Having denounced the Fine Gael leader as “facile and dismissive”, Ms McDonald crossed the floor of the chamber and confronted Mr Varadkar.
Sharp ears in the vicinity overheard the Sinn Fein TD telling the Taoiseach she would “write to him”, as Ministers Heather Humphreys and Joe McHugh looked on, stony-faced.
“Very unusual behaviour”, was acting chair Alan Farrell’s description of the confrontation, which followed Mr Varadkar’s comparison on Tuesday of Ms McDonald to the leader of the French National Front, Marine le Pen.
Miriam Lord’s Dail sketch portrays Mr Varadkar behaving “like he was at a university debate”.
Meanwhile, Harry McGee’s background piece has an unnamed Sinn Fein source speaking darkly about “low-brow misogyny” (is there a high-brow kind?) in Fine Gael’s approach to the party, North and South.
What were Mr Varadkar and Ms McDonald actually debating? The bailed-out banks and their tax arrangements initially, and then Northern Ireland, as it happens.

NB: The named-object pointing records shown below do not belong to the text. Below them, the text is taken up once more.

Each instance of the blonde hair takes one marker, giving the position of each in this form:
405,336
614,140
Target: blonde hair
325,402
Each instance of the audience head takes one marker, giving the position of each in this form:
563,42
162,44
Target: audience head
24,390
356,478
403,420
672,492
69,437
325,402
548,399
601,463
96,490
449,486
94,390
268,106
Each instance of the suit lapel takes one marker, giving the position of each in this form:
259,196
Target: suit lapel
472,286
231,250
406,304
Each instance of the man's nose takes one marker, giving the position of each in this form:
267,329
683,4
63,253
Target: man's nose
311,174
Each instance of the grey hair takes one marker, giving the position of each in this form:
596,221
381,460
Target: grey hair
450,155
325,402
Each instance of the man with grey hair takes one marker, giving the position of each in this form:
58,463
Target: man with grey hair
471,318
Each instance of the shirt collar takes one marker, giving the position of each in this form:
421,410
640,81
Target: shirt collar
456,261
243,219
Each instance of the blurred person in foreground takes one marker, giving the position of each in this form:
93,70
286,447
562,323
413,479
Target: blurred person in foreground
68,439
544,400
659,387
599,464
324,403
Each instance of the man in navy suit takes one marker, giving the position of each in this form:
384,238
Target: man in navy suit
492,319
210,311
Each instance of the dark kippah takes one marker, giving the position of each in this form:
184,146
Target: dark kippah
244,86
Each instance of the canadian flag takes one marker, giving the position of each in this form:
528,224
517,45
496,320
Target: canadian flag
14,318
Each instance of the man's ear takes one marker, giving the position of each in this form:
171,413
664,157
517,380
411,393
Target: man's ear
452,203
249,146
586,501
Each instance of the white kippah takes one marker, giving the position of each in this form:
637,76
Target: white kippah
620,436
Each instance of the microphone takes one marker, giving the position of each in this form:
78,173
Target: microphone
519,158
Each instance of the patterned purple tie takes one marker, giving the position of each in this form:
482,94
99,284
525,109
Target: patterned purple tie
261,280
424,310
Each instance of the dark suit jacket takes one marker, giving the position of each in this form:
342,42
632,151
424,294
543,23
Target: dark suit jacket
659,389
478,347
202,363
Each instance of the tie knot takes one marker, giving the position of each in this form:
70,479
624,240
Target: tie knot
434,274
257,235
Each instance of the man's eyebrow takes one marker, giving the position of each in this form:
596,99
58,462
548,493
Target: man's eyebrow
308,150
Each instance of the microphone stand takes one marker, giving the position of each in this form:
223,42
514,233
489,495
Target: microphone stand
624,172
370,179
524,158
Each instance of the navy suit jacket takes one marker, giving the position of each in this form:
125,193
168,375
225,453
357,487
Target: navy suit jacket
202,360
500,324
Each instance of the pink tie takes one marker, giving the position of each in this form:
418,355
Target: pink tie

Balancing the books for a boring budget
If our readers were to swig from their hip flasks every time the phrase “balancing the books” is used over the next 12 days they would surely be in a merry state by the time the budget is announced.
Even at the height of his ill-tempered spat with Ms McDonald in the Dail chamber yesterday, Mr Varadkar managed to repeat yet again that the Government would “balance the books” in next month’s budget.
It’s a phrase we’ll all be royally sick of by budget day on October 10th.
The sensible-sounding sound bite is presumably designed to indicate Minister for Finance Paschal Donohoe will not attempt any showy high-wire acts on his first outing.
So will it be a boring budget? “God, I hope so,” says one political insider.